Dabei geschah wenig im luftleeren Raum bloßer Theorie. Viele der Wissenschaftler arbeiteten gezielt anwendungsorientiert. Robert Koch wollte die Tuberkulose besiegen. Paul Ehrlich forschte nach krebsauslösenden Blutzellen. Fritz Haber revolutionierte die Stickstoffdüngung für die Landwirtschaft (bevor er sich mit Giftgas für den Ersten Weltkrieg beschäftigte). Der Berliner Physiker Ernst Ruska (Nobelreis 1986) erfand 1931 als 25-Jähriger das Elektronenmikroskop und arbeitete später mit Siemens & Halske zusammen. Walter Nernst (Nobelpreis 1920) war Präsident der Physikalisch-Technischen Reichsanstalt. Er untersuchte die Thermodynamik von Gasen. Seine Berechnungen waren für Industrie und Technik von erheblicher Bedeutung.
Wissenschaft als Opfer politischer Fronten
Mit der Machtübernahme der Nationalsozialisten 1933 setzte der große Exodus der jüdischen und linken Wissenschaftler ein. Jeder fünfte Universitätsprofessor verlor seine Stelle. Die Nazis verengten den Wissenschaftsbetrieb auf Rassenlehre und Rüstungsforschung. In der „Deutschen Physik“ hatte die „jüdische“ Relativitätstheorie keinen Platz mehr. Was der „Deutschen Chemie“ in Zusammenarbeit mit der I.G. Farben gelang, zeigte sich spätestens in den deutschen Vernichtungslagern.

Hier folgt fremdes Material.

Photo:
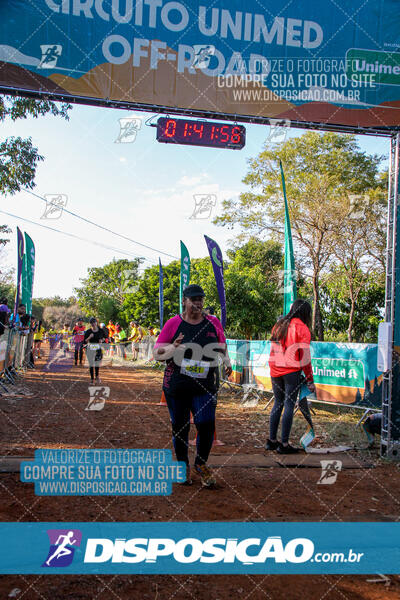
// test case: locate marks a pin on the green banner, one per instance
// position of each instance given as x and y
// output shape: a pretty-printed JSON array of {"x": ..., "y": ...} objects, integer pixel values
[
  {"x": 185, "y": 272},
  {"x": 339, "y": 371},
  {"x": 289, "y": 273},
  {"x": 28, "y": 270}
]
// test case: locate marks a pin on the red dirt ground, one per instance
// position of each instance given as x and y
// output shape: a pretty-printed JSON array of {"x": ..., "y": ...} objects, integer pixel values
[{"x": 55, "y": 418}]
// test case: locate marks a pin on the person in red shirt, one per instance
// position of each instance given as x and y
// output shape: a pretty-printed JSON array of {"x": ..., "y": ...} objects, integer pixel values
[
  {"x": 78, "y": 335},
  {"x": 290, "y": 355}
]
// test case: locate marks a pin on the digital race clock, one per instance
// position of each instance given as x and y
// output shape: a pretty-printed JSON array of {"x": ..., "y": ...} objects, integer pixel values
[{"x": 200, "y": 133}]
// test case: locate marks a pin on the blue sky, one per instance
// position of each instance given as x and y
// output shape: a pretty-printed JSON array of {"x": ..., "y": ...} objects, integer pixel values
[{"x": 143, "y": 190}]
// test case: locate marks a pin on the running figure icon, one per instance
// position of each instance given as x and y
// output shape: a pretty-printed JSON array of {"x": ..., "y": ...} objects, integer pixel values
[{"x": 62, "y": 549}]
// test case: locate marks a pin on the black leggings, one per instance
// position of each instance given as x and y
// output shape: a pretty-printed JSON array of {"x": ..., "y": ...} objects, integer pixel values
[
  {"x": 286, "y": 389},
  {"x": 180, "y": 405},
  {"x": 93, "y": 371},
  {"x": 78, "y": 352}
]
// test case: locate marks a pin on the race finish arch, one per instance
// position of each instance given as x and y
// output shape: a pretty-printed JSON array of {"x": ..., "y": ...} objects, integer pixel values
[{"x": 329, "y": 66}]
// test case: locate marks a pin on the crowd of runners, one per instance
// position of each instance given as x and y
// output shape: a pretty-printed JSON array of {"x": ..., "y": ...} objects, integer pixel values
[{"x": 193, "y": 347}]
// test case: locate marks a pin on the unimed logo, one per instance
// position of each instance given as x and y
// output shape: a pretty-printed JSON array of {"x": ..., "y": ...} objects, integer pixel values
[{"x": 190, "y": 550}]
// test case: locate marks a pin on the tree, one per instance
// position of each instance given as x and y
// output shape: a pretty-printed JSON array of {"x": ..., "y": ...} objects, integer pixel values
[
  {"x": 19, "y": 157},
  {"x": 321, "y": 170},
  {"x": 115, "y": 281},
  {"x": 251, "y": 277},
  {"x": 368, "y": 310},
  {"x": 57, "y": 316},
  {"x": 252, "y": 288},
  {"x": 39, "y": 305},
  {"x": 143, "y": 305}
]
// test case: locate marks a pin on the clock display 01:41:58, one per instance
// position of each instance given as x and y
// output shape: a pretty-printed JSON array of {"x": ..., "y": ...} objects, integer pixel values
[{"x": 200, "y": 133}]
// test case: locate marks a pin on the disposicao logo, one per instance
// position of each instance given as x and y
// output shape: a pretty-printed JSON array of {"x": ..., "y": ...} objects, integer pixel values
[
  {"x": 62, "y": 547},
  {"x": 190, "y": 550}
]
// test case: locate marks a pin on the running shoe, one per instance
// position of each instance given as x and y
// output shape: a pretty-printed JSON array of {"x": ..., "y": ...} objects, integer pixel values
[
  {"x": 206, "y": 474},
  {"x": 271, "y": 445},
  {"x": 188, "y": 480},
  {"x": 370, "y": 436},
  {"x": 287, "y": 449}
]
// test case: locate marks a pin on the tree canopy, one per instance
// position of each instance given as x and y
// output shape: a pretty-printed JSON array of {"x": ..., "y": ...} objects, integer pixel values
[{"x": 323, "y": 173}]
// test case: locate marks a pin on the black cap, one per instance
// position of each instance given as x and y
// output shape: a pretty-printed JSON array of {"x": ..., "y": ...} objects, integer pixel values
[{"x": 193, "y": 290}]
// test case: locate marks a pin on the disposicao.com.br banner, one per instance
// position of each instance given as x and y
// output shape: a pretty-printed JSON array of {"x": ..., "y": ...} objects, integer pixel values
[{"x": 199, "y": 548}]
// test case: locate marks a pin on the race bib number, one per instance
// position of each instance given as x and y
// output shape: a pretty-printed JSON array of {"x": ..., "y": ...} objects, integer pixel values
[{"x": 195, "y": 368}]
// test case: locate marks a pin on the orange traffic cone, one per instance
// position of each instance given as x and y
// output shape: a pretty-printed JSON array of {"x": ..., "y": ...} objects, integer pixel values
[
  {"x": 216, "y": 441},
  {"x": 163, "y": 401}
]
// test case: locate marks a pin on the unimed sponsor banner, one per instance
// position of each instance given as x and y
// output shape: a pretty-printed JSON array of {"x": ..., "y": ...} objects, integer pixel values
[
  {"x": 199, "y": 548},
  {"x": 319, "y": 62},
  {"x": 343, "y": 373}
]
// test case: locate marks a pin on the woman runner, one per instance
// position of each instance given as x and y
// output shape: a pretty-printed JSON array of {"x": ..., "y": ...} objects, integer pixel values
[
  {"x": 190, "y": 378},
  {"x": 290, "y": 354},
  {"x": 93, "y": 338}
]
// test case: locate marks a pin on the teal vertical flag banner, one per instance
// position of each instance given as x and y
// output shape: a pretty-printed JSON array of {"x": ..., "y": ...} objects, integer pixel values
[
  {"x": 20, "y": 258},
  {"x": 161, "y": 293},
  {"x": 185, "y": 272},
  {"x": 289, "y": 274},
  {"x": 28, "y": 272}
]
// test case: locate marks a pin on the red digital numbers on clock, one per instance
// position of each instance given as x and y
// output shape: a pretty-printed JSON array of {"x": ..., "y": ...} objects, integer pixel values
[{"x": 200, "y": 133}]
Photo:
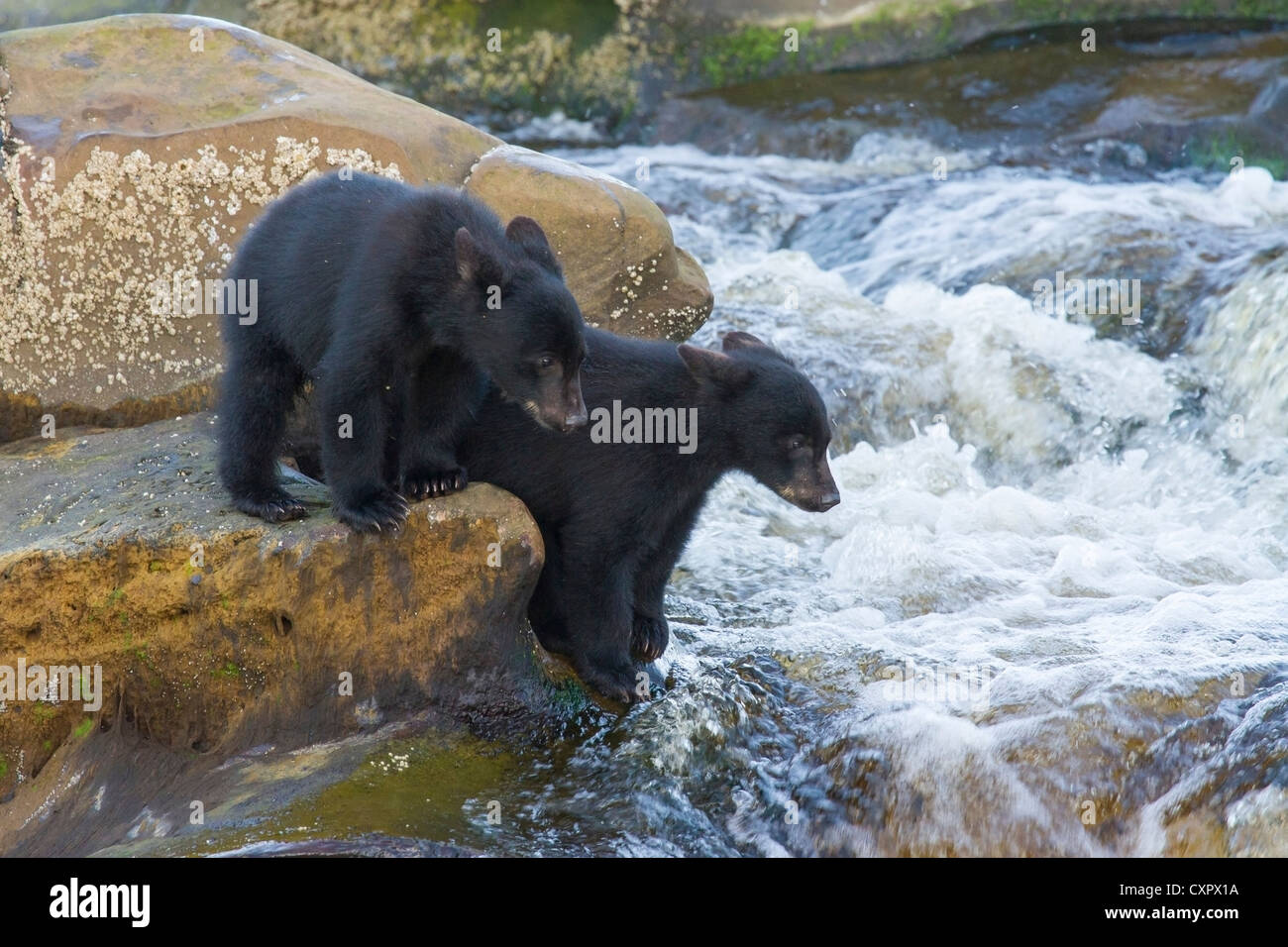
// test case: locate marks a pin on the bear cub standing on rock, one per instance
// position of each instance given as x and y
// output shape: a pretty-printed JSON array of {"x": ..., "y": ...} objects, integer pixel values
[
  {"x": 399, "y": 304},
  {"x": 614, "y": 517}
]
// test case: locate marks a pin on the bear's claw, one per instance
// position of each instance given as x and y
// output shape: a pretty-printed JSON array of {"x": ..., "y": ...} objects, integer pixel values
[
  {"x": 384, "y": 509},
  {"x": 271, "y": 508},
  {"x": 424, "y": 484},
  {"x": 649, "y": 637}
]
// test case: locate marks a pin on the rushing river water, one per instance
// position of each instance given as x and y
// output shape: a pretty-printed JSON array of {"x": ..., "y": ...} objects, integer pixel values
[{"x": 1050, "y": 615}]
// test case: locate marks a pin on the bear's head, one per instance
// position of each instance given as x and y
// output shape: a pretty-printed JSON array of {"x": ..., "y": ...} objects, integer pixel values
[
  {"x": 769, "y": 416},
  {"x": 527, "y": 333}
]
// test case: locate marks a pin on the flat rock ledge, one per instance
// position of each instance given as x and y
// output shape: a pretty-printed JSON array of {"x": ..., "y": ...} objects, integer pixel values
[
  {"x": 214, "y": 631},
  {"x": 138, "y": 150}
]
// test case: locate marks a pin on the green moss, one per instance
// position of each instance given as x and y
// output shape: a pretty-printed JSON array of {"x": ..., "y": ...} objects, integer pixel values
[
  {"x": 750, "y": 53},
  {"x": 1215, "y": 154}
]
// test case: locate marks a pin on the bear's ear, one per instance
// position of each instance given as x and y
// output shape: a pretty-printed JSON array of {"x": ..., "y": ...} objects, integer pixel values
[
  {"x": 528, "y": 236},
  {"x": 733, "y": 342},
  {"x": 473, "y": 263},
  {"x": 717, "y": 368}
]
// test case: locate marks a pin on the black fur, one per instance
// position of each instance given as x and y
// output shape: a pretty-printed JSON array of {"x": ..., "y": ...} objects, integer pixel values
[
  {"x": 614, "y": 517},
  {"x": 378, "y": 292}
]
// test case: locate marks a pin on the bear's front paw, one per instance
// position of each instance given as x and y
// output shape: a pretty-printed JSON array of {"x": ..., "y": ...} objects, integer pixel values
[
  {"x": 649, "y": 637},
  {"x": 273, "y": 506},
  {"x": 382, "y": 509},
  {"x": 621, "y": 684},
  {"x": 420, "y": 484}
]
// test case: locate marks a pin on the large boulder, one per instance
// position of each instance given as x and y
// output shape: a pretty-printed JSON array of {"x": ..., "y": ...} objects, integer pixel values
[
  {"x": 138, "y": 151},
  {"x": 215, "y": 631}
]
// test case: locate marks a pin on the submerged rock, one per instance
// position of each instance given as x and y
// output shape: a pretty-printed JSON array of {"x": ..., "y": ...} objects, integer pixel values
[
  {"x": 140, "y": 149},
  {"x": 206, "y": 631}
]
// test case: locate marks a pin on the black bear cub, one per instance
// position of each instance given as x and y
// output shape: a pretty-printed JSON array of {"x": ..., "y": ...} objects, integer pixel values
[
  {"x": 399, "y": 304},
  {"x": 616, "y": 501}
]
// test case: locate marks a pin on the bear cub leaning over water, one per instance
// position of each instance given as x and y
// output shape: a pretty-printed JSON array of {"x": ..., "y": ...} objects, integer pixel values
[
  {"x": 399, "y": 304},
  {"x": 614, "y": 517}
]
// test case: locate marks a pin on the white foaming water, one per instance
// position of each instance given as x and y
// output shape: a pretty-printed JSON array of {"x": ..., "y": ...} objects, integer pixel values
[{"x": 1024, "y": 505}]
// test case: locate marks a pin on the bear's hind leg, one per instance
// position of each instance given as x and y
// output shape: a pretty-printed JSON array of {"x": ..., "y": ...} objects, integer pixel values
[
  {"x": 442, "y": 399},
  {"x": 257, "y": 394}
]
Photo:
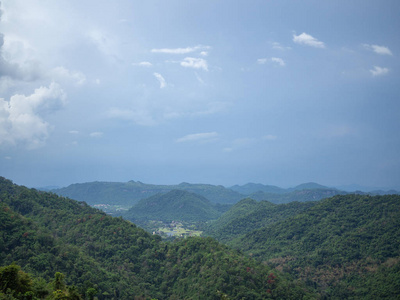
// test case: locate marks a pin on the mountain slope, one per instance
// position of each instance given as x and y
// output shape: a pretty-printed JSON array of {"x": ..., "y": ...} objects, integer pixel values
[
  {"x": 346, "y": 246},
  {"x": 114, "y": 259},
  {"x": 129, "y": 193},
  {"x": 249, "y": 215},
  {"x": 174, "y": 205}
]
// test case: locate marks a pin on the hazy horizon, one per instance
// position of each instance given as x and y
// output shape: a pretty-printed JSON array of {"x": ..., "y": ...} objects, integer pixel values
[{"x": 273, "y": 92}]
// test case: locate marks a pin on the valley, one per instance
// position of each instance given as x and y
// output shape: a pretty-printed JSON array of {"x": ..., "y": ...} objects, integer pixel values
[{"x": 340, "y": 247}]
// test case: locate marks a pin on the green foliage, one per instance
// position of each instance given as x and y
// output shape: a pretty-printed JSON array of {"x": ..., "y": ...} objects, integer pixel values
[
  {"x": 248, "y": 215},
  {"x": 336, "y": 246},
  {"x": 129, "y": 193},
  {"x": 174, "y": 205},
  {"x": 106, "y": 257}
]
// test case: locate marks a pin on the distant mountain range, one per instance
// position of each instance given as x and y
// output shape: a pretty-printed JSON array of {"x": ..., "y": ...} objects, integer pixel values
[
  {"x": 131, "y": 192},
  {"x": 174, "y": 205}
]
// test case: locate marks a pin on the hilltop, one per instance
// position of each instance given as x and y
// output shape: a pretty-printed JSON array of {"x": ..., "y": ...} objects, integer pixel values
[
  {"x": 347, "y": 246},
  {"x": 174, "y": 205},
  {"x": 110, "y": 258}
]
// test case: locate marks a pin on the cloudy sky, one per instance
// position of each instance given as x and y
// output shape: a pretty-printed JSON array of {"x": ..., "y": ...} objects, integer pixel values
[{"x": 220, "y": 92}]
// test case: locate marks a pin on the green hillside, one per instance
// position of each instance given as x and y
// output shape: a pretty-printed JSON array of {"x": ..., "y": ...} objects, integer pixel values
[
  {"x": 110, "y": 258},
  {"x": 297, "y": 195},
  {"x": 248, "y": 215},
  {"x": 174, "y": 205},
  {"x": 345, "y": 246},
  {"x": 129, "y": 193},
  {"x": 251, "y": 188}
]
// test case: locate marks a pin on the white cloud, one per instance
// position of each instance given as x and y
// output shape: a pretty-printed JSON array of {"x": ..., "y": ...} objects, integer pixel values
[
  {"x": 262, "y": 61},
  {"x": 143, "y": 64},
  {"x": 106, "y": 43},
  {"x": 278, "y": 46},
  {"x": 21, "y": 118},
  {"x": 161, "y": 79},
  {"x": 17, "y": 60},
  {"x": 308, "y": 40},
  {"x": 378, "y": 71},
  {"x": 206, "y": 136},
  {"x": 382, "y": 50},
  {"x": 181, "y": 50},
  {"x": 140, "y": 116},
  {"x": 96, "y": 134},
  {"x": 269, "y": 137},
  {"x": 278, "y": 61},
  {"x": 61, "y": 73},
  {"x": 196, "y": 63}
]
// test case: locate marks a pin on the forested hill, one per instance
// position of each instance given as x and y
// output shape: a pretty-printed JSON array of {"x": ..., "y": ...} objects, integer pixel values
[
  {"x": 174, "y": 205},
  {"x": 248, "y": 215},
  {"x": 347, "y": 246},
  {"x": 110, "y": 258},
  {"x": 129, "y": 193}
]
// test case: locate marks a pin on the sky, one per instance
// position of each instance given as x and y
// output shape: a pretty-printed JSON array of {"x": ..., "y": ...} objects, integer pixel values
[{"x": 219, "y": 92}]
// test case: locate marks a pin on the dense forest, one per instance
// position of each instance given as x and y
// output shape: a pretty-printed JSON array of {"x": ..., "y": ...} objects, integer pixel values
[
  {"x": 57, "y": 248},
  {"x": 345, "y": 247},
  {"x": 174, "y": 205}
]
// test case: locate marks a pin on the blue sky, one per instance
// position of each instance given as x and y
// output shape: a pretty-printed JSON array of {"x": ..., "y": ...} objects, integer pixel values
[{"x": 220, "y": 92}]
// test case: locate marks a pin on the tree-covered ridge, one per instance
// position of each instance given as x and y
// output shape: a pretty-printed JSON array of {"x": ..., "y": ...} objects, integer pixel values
[
  {"x": 174, "y": 205},
  {"x": 129, "y": 193},
  {"x": 111, "y": 258},
  {"x": 248, "y": 215},
  {"x": 345, "y": 246}
]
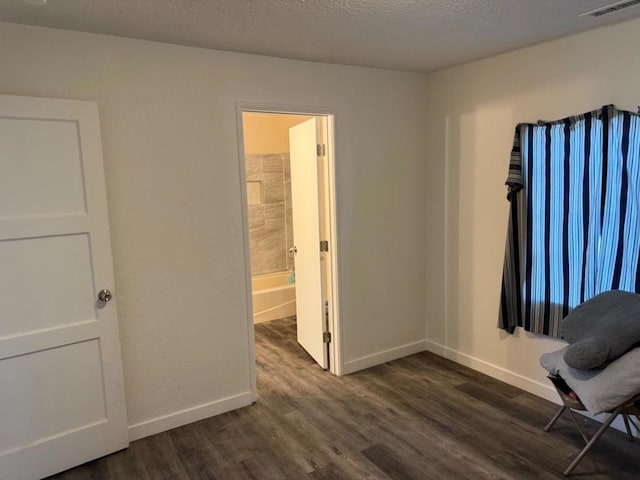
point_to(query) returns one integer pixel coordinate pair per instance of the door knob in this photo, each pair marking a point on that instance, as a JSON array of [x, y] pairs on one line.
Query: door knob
[[104, 295]]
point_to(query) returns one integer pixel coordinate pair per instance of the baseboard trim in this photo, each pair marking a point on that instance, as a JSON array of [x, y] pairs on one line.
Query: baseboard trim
[[527, 384], [188, 415], [383, 356]]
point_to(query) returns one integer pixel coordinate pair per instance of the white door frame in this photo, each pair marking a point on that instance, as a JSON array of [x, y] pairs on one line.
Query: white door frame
[[335, 356]]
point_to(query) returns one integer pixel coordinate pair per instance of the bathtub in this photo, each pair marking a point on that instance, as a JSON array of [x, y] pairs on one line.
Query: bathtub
[[273, 297]]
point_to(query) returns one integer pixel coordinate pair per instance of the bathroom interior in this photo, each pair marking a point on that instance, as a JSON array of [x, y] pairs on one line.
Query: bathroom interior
[[268, 183]]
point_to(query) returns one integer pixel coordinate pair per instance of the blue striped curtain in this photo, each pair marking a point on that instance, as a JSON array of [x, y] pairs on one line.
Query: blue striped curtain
[[574, 222]]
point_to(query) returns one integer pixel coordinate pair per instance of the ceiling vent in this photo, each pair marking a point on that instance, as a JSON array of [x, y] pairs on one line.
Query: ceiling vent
[[607, 9]]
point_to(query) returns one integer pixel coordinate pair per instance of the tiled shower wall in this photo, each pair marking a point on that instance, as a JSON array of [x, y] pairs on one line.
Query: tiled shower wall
[[270, 221]]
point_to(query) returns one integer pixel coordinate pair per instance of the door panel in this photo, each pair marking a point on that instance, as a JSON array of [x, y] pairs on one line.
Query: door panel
[[29, 187], [306, 235], [62, 395]]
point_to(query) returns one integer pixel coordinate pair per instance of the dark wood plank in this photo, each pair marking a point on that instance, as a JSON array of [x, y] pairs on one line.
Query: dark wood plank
[[420, 417]]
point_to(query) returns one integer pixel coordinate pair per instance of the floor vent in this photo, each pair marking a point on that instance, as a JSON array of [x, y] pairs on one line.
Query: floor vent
[[607, 9]]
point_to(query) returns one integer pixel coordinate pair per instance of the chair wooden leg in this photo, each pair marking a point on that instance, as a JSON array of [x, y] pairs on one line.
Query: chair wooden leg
[[592, 442]]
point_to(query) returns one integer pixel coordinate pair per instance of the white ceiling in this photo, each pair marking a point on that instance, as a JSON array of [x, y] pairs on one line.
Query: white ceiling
[[414, 35]]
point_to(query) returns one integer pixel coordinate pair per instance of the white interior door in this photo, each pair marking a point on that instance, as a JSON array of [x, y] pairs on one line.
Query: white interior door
[[61, 388], [306, 236]]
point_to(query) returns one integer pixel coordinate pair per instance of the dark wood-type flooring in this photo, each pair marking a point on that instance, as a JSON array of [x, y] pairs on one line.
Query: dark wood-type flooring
[[420, 417]]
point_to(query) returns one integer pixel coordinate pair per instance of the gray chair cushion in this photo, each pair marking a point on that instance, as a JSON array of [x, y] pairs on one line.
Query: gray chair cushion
[[601, 329], [600, 390]]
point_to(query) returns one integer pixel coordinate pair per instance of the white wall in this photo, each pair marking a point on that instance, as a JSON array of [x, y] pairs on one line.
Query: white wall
[[473, 110], [168, 116]]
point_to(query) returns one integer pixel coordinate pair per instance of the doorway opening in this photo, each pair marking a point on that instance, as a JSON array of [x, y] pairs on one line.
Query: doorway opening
[[288, 178]]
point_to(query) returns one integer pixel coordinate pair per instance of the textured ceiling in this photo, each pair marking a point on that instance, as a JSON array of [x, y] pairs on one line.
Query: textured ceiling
[[415, 35]]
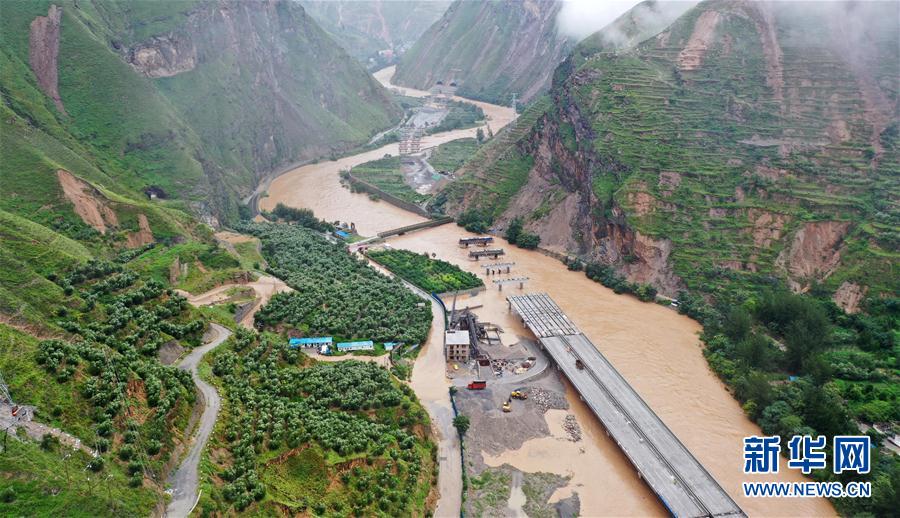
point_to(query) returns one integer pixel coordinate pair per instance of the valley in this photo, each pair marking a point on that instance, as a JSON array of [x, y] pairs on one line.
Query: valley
[[684, 391], [311, 258]]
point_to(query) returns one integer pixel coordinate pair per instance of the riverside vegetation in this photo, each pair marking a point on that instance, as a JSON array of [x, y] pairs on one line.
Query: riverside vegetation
[[323, 438], [102, 383], [336, 293], [700, 172]]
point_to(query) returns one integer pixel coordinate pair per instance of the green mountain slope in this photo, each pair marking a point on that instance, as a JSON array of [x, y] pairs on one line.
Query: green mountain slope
[[367, 29], [491, 49], [741, 142], [195, 99]]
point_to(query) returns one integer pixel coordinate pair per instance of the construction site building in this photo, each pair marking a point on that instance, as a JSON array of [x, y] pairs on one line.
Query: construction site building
[[457, 346]]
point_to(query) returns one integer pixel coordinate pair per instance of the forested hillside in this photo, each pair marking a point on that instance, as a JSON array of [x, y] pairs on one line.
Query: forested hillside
[[745, 153], [741, 141], [125, 129], [377, 31], [491, 49], [193, 100]]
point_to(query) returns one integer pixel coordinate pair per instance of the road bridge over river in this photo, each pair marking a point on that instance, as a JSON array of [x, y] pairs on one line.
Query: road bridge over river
[[672, 472]]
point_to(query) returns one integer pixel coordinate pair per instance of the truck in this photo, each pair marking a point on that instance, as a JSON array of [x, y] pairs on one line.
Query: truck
[[477, 385]]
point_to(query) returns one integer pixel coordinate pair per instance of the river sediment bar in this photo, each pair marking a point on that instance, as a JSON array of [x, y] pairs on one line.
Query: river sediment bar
[[672, 472]]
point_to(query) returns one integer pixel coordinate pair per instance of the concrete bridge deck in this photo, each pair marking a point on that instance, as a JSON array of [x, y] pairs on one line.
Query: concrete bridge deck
[[672, 472]]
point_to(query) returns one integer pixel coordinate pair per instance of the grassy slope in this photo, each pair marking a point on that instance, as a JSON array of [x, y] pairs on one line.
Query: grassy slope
[[521, 50], [360, 27], [638, 118], [201, 136]]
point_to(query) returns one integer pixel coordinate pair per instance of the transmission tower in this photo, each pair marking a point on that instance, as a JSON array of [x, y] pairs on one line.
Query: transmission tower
[[5, 396]]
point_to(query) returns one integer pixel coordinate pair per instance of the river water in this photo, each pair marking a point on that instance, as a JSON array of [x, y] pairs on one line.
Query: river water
[[656, 349]]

Den Nobelpreis verachteten die Nazis. Das hing mit dem Friedensnobelpreis zusammen, den Carl von Ossietzky (1889-1938) im Jahre 1936 erhielt. Da war er bereits von den Nationalsozialisten im KZ Börgermoor inhaftiert. Ossietzky war Mitbegründer und Organisator des Aktionsausschusses „Nie wieder Krieg“. Als im Ausland bekannt wurde, dass der Kriegsgegner und stets für Völkerverständigung eintretende Schriftsteller wegen seiner Gesinnung eingesperrt worden war, schlugen ihn prominente Pazifisten und 15 amerikanische Universitäten für den Nobelpreis vor.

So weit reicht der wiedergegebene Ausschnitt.